The next step will be to identify polymorphisms that affect regulation of XRCC1, ERCC5, GSTP1, SOD1, and GPX1 by CEBPG. Such polymorphisms should yield biomarkers suitable for more readily accessible samples, such as peripheral blood or buccal smears. A biomarker combining polymorphisms that affect regulation with those that affect function of antioxidant and DNA repair genes is likely to be the most accurate for identifying individuals at risk for BC. Biomarkers that accurately identify individuals at risk for BC will improve efficacy of chemoprevention and early detection clinical trials.

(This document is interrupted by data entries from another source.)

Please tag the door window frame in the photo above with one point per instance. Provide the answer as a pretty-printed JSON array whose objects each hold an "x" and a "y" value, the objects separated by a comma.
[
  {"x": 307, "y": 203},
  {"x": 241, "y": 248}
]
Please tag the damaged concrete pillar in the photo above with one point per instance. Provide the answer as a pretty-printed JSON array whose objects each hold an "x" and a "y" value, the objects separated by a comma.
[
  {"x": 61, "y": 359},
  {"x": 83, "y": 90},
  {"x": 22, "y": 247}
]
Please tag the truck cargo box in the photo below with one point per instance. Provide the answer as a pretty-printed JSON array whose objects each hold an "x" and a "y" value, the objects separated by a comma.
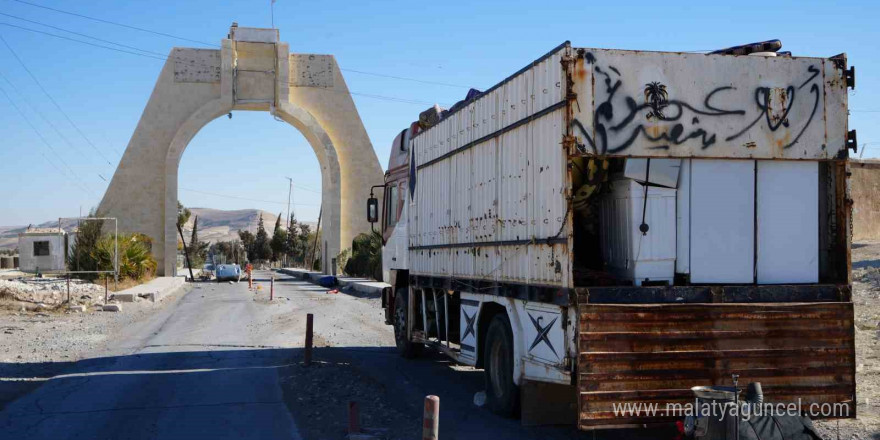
[{"x": 748, "y": 215}]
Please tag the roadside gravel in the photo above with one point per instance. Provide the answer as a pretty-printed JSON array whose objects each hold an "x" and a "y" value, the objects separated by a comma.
[
  {"x": 37, "y": 344},
  {"x": 866, "y": 300}
]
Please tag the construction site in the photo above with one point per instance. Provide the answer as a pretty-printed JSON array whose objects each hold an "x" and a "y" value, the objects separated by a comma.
[{"x": 597, "y": 242}]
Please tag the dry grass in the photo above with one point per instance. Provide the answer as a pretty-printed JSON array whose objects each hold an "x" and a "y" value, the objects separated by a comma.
[{"x": 124, "y": 283}]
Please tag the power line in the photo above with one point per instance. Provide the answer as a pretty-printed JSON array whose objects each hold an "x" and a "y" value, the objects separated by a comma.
[
  {"x": 361, "y": 72},
  {"x": 54, "y": 102},
  {"x": 403, "y": 78},
  {"x": 81, "y": 34},
  {"x": 116, "y": 24},
  {"x": 229, "y": 196},
  {"x": 46, "y": 142},
  {"x": 44, "y": 118},
  {"x": 165, "y": 58}
]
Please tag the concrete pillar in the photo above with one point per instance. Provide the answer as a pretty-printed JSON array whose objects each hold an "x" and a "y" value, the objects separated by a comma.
[{"x": 249, "y": 72}]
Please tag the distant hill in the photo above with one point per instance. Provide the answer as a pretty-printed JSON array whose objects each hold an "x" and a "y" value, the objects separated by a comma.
[{"x": 214, "y": 225}]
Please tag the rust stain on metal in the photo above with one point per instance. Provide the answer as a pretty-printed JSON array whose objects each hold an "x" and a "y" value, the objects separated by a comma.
[{"x": 655, "y": 353}]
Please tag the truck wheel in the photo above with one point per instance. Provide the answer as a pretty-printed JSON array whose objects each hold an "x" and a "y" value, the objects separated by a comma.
[
  {"x": 405, "y": 347},
  {"x": 502, "y": 395}
]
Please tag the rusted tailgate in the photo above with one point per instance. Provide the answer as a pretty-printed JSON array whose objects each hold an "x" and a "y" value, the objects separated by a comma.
[{"x": 656, "y": 352}]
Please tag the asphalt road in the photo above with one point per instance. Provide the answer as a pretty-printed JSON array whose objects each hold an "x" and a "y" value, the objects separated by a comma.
[{"x": 212, "y": 366}]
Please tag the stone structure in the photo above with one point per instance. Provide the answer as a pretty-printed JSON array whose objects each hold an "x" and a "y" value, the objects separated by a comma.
[
  {"x": 253, "y": 70},
  {"x": 43, "y": 249}
]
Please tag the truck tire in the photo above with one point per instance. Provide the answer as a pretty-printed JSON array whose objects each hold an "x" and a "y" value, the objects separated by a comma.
[
  {"x": 405, "y": 347},
  {"x": 502, "y": 395}
]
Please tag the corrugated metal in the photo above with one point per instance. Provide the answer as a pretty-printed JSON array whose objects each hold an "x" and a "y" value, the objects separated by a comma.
[
  {"x": 655, "y": 353},
  {"x": 660, "y": 104},
  {"x": 507, "y": 187}
]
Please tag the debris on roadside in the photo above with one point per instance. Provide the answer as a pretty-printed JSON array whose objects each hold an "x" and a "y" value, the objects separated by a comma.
[{"x": 50, "y": 292}]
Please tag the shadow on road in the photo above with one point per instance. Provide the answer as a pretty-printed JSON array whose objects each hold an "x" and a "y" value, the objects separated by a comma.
[{"x": 226, "y": 391}]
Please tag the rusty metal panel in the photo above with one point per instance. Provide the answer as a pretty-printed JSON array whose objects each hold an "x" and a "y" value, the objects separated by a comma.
[
  {"x": 661, "y": 104},
  {"x": 836, "y": 104},
  {"x": 462, "y": 193},
  {"x": 513, "y": 213},
  {"x": 549, "y": 84},
  {"x": 548, "y": 174},
  {"x": 655, "y": 353},
  {"x": 484, "y": 208}
]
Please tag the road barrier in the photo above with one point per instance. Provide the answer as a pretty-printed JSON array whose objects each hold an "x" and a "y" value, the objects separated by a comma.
[
  {"x": 354, "y": 418},
  {"x": 431, "y": 422},
  {"x": 308, "y": 353}
]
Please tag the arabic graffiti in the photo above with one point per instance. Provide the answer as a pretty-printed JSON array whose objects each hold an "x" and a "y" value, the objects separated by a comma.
[{"x": 619, "y": 121}]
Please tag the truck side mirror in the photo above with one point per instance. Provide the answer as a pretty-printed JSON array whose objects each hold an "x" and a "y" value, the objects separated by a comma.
[{"x": 372, "y": 210}]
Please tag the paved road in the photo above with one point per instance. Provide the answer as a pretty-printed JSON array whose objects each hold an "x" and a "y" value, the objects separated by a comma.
[
  {"x": 200, "y": 369},
  {"x": 209, "y": 367}
]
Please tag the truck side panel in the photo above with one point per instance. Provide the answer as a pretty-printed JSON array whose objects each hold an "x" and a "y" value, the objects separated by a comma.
[
  {"x": 654, "y": 353},
  {"x": 663, "y": 104},
  {"x": 491, "y": 185}
]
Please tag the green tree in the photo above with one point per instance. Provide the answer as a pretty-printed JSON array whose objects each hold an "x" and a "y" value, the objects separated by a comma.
[
  {"x": 365, "y": 257},
  {"x": 262, "y": 248},
  {"x": 294, "y": 247},
  {"x": 198, "y": 250},
  {"x": 247, "y": 242},
  {"x": 135, "y": 259},
  {"x": 82, "y": 254},
  {"x": 183, "y": 214},
  {"x": 279, "y": 240}
]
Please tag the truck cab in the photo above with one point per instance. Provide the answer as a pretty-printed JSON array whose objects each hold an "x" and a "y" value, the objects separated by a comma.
[{"x": 610, "y": 227}]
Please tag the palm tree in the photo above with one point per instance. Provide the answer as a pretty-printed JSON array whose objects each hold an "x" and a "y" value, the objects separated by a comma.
[{"x": 657, "y": 98}]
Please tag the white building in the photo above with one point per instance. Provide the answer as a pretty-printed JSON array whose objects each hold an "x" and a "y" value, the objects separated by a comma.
[{"x": 45, "y": 249}]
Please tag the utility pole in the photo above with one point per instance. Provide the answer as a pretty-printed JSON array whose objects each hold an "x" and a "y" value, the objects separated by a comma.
[{"x": 289, "y": 193}]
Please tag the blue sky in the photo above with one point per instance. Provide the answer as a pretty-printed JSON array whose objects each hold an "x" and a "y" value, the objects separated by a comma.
[{"x": 462, "y": 43}]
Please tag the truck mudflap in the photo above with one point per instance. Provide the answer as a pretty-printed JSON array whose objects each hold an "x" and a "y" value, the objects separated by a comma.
[{"x": 636, "y": 363}]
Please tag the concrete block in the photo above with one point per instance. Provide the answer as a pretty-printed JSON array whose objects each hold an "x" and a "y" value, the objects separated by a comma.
[{"x": 124, "y": 297}]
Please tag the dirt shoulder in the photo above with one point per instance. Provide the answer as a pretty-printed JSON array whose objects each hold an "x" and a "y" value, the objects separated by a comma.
[
  {"x": 37, "y": 343},
  {"x": 866, "y": 301}
]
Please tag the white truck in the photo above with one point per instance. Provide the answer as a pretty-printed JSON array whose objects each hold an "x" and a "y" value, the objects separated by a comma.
[{"x": 618, "y": 226}]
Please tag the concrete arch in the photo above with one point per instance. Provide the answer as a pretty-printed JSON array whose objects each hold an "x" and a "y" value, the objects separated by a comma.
[{"x": 251, "y": 71}]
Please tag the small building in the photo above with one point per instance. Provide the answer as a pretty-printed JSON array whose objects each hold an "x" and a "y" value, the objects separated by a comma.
[{"x": 43, "y": 248}]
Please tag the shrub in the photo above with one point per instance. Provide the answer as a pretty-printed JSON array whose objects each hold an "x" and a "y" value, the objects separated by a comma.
[{"x": 365, "y": 257}]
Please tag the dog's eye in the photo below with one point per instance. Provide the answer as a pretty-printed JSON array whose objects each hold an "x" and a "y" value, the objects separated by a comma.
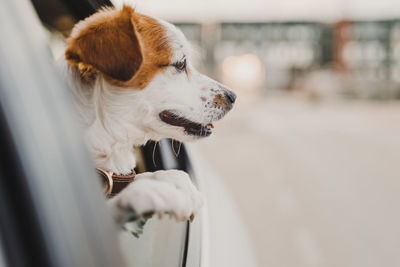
[{"x": 180, "y": 66}]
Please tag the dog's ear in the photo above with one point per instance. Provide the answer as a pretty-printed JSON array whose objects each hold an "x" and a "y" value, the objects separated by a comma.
[{"x": 108, "y": 44}]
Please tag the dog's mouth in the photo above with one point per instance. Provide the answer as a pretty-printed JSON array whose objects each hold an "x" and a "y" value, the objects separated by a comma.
[{"x": 191, "y": 128}]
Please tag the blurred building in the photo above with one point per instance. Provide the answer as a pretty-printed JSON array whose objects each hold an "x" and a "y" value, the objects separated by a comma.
[{"x": 359, "y": 58}]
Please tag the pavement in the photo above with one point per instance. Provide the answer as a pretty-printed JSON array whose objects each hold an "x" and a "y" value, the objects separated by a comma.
[{"x": 317, "y": 183}]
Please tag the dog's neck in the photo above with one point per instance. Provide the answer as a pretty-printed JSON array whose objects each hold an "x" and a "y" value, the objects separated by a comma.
[{"x": 110, "y": 125}]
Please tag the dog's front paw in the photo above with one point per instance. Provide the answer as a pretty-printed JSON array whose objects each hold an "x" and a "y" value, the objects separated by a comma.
[{"x": 162, "y": 192}]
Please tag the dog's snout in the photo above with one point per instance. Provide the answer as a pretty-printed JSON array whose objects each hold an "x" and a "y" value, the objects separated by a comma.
[{"x": 230, "y": 96}]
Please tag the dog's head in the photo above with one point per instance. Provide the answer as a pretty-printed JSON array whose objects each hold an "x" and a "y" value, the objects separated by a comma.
[{"x": 149, "y": 62}]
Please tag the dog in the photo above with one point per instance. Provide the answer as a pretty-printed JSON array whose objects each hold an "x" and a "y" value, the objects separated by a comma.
[{"x": 132, "y": 81}]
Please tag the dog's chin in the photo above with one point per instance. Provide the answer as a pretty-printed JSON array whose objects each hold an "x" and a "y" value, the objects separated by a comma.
[{"x": 190, "y": 130}]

The observed inter-sample variation in the presence of gene-specific inhibitors of PCR provides evidence supporting the need for inclusion of an internal standard in each quantitative PCR transcript abundance measurement. Including such internal standards in the form of standardized mixtures of internal standards improves the reproducibility of transcript abundance measurement and enables development of a standardized database comprising virtually-multiplexed transcript abundance data. Virtually-multiplexed transcript abundance data are highly suited to identification of genes that have correlated transcript abundance values. Correlation at the transcript abundance level is an important property of genes that are co-regulated at the transcription level.

Conclusion

We conclude that in non-BC individuals, CEBPG regulates transcription of key antioxidant or DNA repair genes in NBEC and that in smokers who develop BC, CEBPG regulation is sub-optimal for a sufficient number of antioxidant and/or DNA repair genes to cause increased risk.